Nueva York.- Activistas y defensores de la privacidad se manifestaron frente al Madison Square Garden para exigir límites al uso del reconocimiento facial y de otras tecnologías destinadas a recopilar información biométrica de las personas que ingresan a establecimientos públicos y privados de la ciudad.
Los participantes cuestionaron particularmente las prácticas utilizadas en instalaciones vinculadas al Madison Square Garden, al considerar que estas herramientas pueden ir más allá de los fines de seguridad y ser empleadas para identificar o impedir el acceso de determinadas personas.
Debate sobre reconocimiento facial
La concejala de Nueva York Shahana Hanif figura entre quienes respaldan iniciativas legislativas dirigidas a restringir el reconocimiento facial y la recopilación de datos biométricos en comercios y centros de entretenimiento. Las propuestas alcanzarían espacios como el Madison Square Garden y el Radio City Music Hall.
Uno de los casos mencionados por los activistas durante el debate corresponde a una mujer a quien anteriormente se le negó la entrada al Radio City Music Hall debido a su vinculación laboral con un bufete de abogados involucrado en un litigio contra empresas relacionadas con el empresario James Dolan. La mujer acompañaba en ese momento a un grupo de Girl Scouts, según recordaron los manifestantes.
Quienes promueven mayores controles sostienen, además, que el almacenamiento masivo de datos biométricos podría representar un riesgo para los ciudadanos en caso de filtraciones de información o ataques informáticos. También cuestionan quién puede acceder a esos registros y bajo qué criterios pueden utilizarse.
Límites al reconocimiento facial
Las propuestas, sin embargo, no cuentan con respaldo unánime.
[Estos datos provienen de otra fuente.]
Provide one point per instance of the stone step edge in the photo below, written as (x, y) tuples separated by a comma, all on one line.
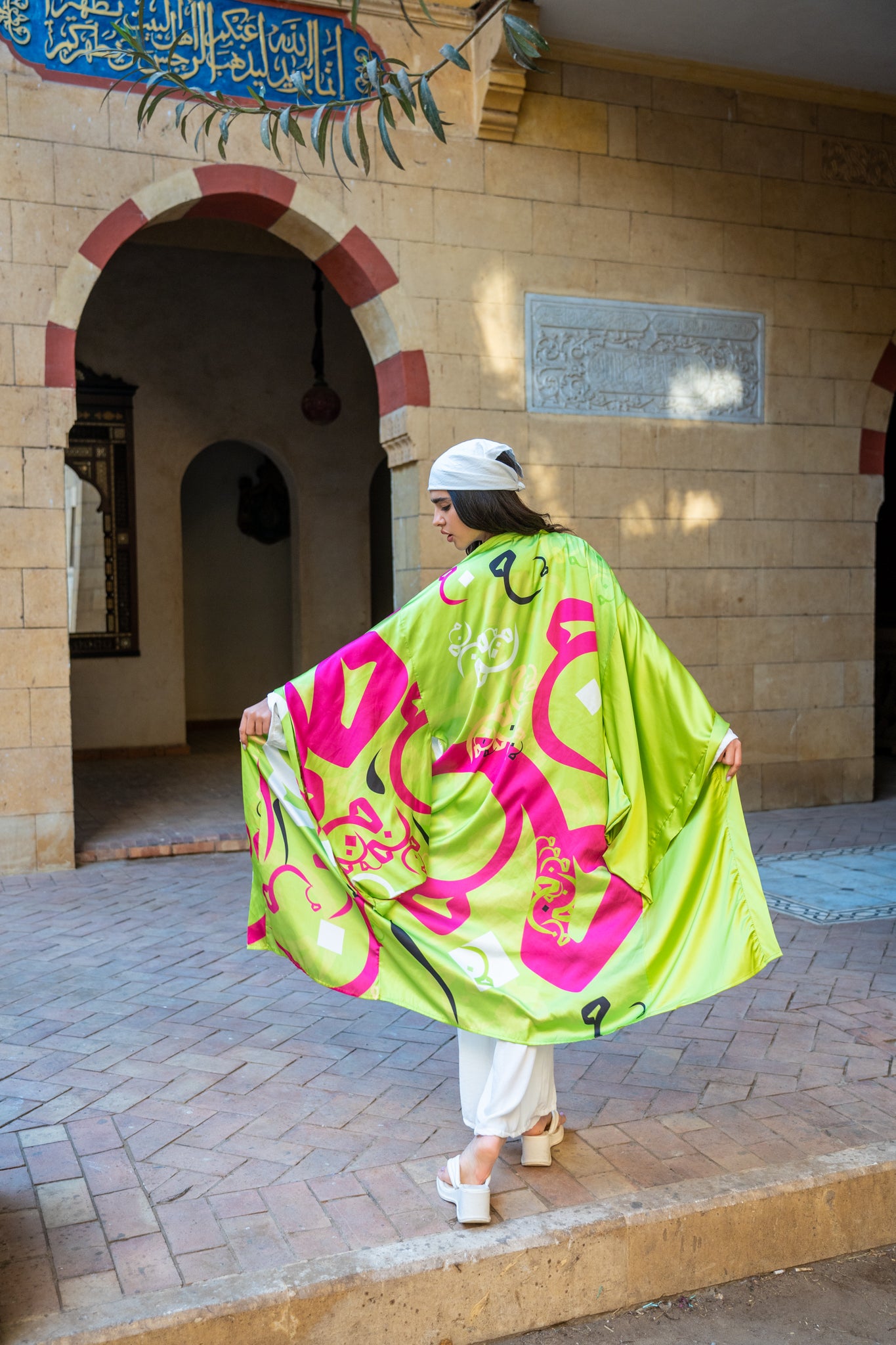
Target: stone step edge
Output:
[(481, 1283), (165, 849)]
Algunos comerciantes defienden el uso de estas tecnologías como una herramienta adicional para prevenir delitos, mientras las autoridades policiales recurren habitualmente a imágenes captadas por cámaras de vigilancia como parte de investigaciones criminales.
Desde el Madison Square Garden han defendido el reconocimiento facial como una versión tecnológica de la capacidad de las personas para identificar a otros individuos. Las organizaciones de privacidad, en cambio, insisten en que el debate no se limita a la seguridad, sino que también abarca el manejo, almacenamiento y eventual utilización selectiva de información personal sensible.
La discusión se produce mientras sectores del Ayuntamiento de Nueva York impulsan medidas para establecer reglas más estrictas sobre el uso de tecnologías biométricas en espacios comerciales, en un debate que contrapone los argumentos relacionados con la seguridad a las preocupaciones sobre la privacidad y los derechos individuales.